A Rainbow Frappuccino—sometimes called a Tie Dye Frappuccino—is an item on Starbucks’ secret menu, which, confusingly, isn’t actually a menu at all! The secret menu at Starbucks is a list of drinks that don’t appear on Starbucks’ actual menu but can be made with the ingredients they have on hand at Starbucks.
In this article, we’re going to teach you how to make a Rainbow Frappuccino. We’re going to explain how to order one at Starbucks and how to recreate the drink at home if you don’t have access to all the fancy syrups and ingredients they have at Starbucks—and, let’s be honest, who does?
How to Order a Rainbow Frappuccino at Starbucks
Ordering a drink off the Starbucks secret menu requires you to know all of the ingredients, including how much of each goes into the drink. Since the secret menu isn’t actually a Starbucks’ sanctioned menu, your barista likely won’t know what you’re talking about if you order a Rainbow Frappuccino.
To order a grande Rainbow Frappuccino, start by asking for a Strawberries and Creme Frappuccino with the orange refresher as the base instead of strawberry puree. Then ask for one pump each of peach syrup and raspberry syrup and one scoop of vanilla bean powder. Top it off with three pumps of creme base and ice and blend it.
If your barista follows your instructions, you should end up with a smooth, icy Frappuccino that tastes a lot like and has the consistency of rainbow sherbet.

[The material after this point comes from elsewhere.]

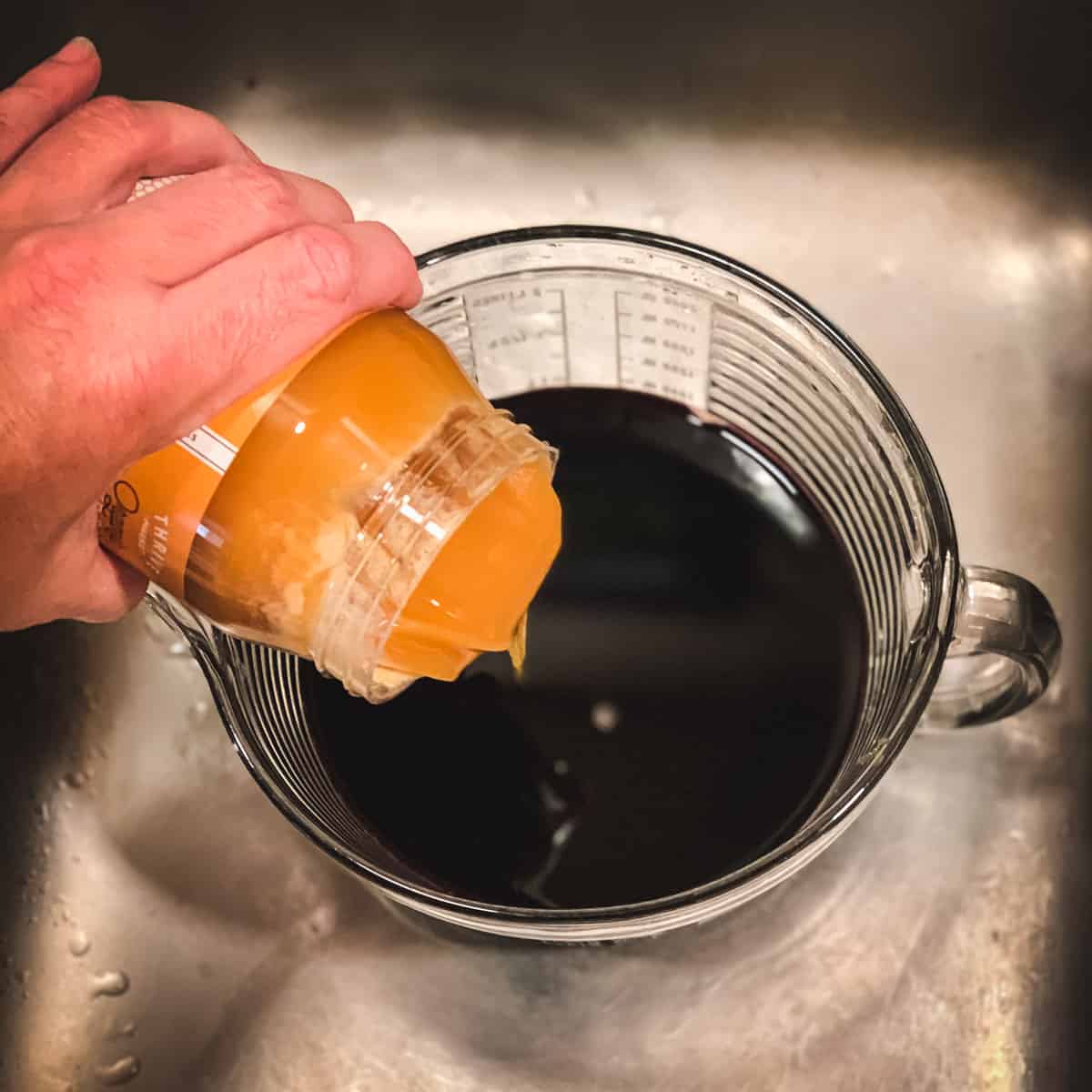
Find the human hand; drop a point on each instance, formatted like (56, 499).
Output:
(124, 327)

Homemade Rainbow Frappuccino Recipe
- A blender
- 1 cup ice cubes
- 2 cups milk
- 1 cup orange juice
- 1-2 scoops vanilla ice cream
- 1 tablespoon peach syrup
- 1 tablespoon raspberry syrup
- Whipped cream
- Put the ice, milk, orange juice, and ice cream in a blender and blend on high until you have a thick mixture.
- Now add the raspberry and peach syrup and stir. We prefer stirring to blending to give the drink a pleasing, swirling aesthetic. If you value even flavor over presentation, feel free to use the blender.
- Give the drink a taste before finalizing it. Our 1-tablespoon-serving of peach and raspberry syrup is a conservative starting point, so you might want to add another tablespoon of each if you find the taste too weak.
- Top with whipped cream.
- Serve and enjoy!
How Similiar Is Our Recipe to a Starbucks Rainbow Frappuccino?
Our initial recipe called for vanilla extract and sugar, but we find it simpler—and more delicious—to get the sugar and vanilla flavor from a scoop or two of vanilla ice cream. It makes the drink thicker and gets closer to the original than vanilla and sugar separately.
The major point of divergence between this recreation and the Starbucks version is consistency. Using the orange refresher as the base gives the drink an icier, slushier texture than our attempt at mimicry. Our version is smoother and thicker and more like a milkshake, which doesn’t make for a bad drink but also doesn’t come as close as we would like to the target.
However, this recipe stands tall among the recipes we tried for having the flavor closest to the Starbucks secret menu Rainbow Frappuccino. We decided to give this recipe the nod and prioritize accurate flavor reproduction over getting the consistency just right.
If you have the time and motivation, try tweaking the ingredients to see if you can get a more accurate consistency without sacrificing the taste. One idea is to use vanilla protein powder to mimic Starbucks vanilla flavor powder. Unfortunately, we haven’t found any vanilla protein powder that tastes good enough on its own to justify its inclusion in this recipe.
Starbucks Rainbow Frappuccino is a drink that’s probably best ordered at Starbucks. Trying to make one at home requires atypical flavored syrups and doesn’t get the texture quite right, making it somewhat disappointing.
If you decide to order a Rainbow Frappuccino from Starbucks, make sure you prepare with a written copy of the ingredients. Don’t forget to include quantities for each ingredient since the Rainbow Frappuccino isn’t on the Starbucks menu; your barista will have to make it by following your instructions.